O mesmo ocorreu na disputa pelas vereanças. Em 2016, o Partido dos Trabalhadores concorreu com uma absurda redução de 45% no número de candidatos, em comparação com 2012. Não deu outra: conseguiu, em 2016, menos 46% de vitórias das conquistadas em 2012. Não há comprovação de que o eleitorado petista tenha rejeitado o partido. O PT perdeu o que sua liderança pediu para perder.

Ser pautado pela direita significa ou ficar intimidado por ela – o que ocorreu em 2016 – ou tomar decisões embirradas com a propaganda midiática. Antes de se arriscar a resultados catastróficos em 2018, seria de toda conveniência que alguns exaltados ou compreensivelmente emocionados com a real perseguição ao partido e ao seu grande líder, fossem capazes de separar a solidariedade que não lhes tem faltado por todas as fatias do bolo à esquerda, da necessidade crucial de formular a estratégia com maior probabilidade de sucesso em outubro próximo. Essa decisão requer abertura negociada em torno de programas de governo. Os nomes surgirão naturalmente de um acordo de tal tipo.

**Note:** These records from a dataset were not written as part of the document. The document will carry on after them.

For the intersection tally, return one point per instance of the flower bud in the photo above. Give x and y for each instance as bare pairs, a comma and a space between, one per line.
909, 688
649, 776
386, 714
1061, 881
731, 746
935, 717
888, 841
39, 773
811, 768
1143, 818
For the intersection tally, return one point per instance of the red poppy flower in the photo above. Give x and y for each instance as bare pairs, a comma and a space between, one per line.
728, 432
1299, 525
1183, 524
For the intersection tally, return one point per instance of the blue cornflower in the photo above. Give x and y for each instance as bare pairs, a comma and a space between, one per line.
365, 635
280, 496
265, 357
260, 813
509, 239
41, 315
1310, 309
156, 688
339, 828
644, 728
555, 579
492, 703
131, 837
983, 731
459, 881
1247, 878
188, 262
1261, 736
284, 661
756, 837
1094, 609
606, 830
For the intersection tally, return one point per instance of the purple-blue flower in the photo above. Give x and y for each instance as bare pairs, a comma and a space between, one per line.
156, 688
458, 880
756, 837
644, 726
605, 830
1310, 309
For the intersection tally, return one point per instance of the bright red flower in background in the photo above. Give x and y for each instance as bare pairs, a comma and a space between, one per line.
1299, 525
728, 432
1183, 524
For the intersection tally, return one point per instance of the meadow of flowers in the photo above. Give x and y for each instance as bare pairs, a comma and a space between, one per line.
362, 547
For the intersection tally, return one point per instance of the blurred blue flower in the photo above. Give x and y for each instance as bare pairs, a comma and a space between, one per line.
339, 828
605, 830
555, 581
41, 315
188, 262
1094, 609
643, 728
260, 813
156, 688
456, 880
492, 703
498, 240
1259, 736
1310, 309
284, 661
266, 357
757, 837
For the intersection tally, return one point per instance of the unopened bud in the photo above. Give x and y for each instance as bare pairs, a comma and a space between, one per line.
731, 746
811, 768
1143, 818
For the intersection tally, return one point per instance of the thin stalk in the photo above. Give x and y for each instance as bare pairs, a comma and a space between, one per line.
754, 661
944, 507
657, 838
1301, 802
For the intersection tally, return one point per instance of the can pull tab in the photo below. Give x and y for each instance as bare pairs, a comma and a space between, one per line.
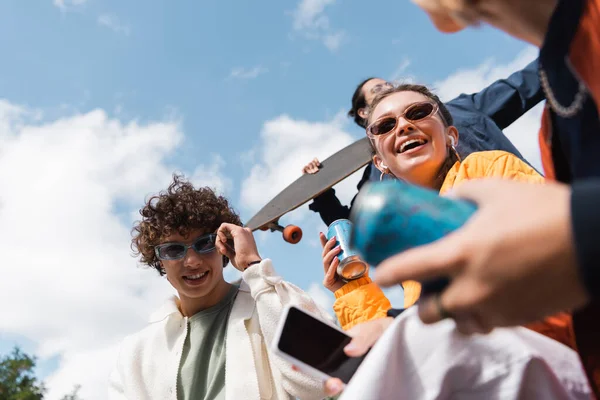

Há uma reflexão à qual ninguém, no lado da esquerda, deveria fugir: é absolutamente certo que sem o apoio de Lula, uma vitória da centro-esquerda ficaria seriamente ameaçada; porém, dependendo do candidato, mesmo com o apoio de Lula, a vitória também será improvável. Dedicados petistas, fora dos dogmáticos discriminadores, não têm censura mental e podem admitir que, sem Lula é impossível ganhar, mas com Lula é possível perder. Em qualquer dos dois casos, a vítima maior será o próprio Lula, que está preso e, por enquanto, condenado. Os estrategistas do ou Lula ou nada continuarão soltos.

Wanderley Guilherme dos Santos é pesquisador sênior do Instituto de Estudos Sociais e Políticos (Iesp-Uerj).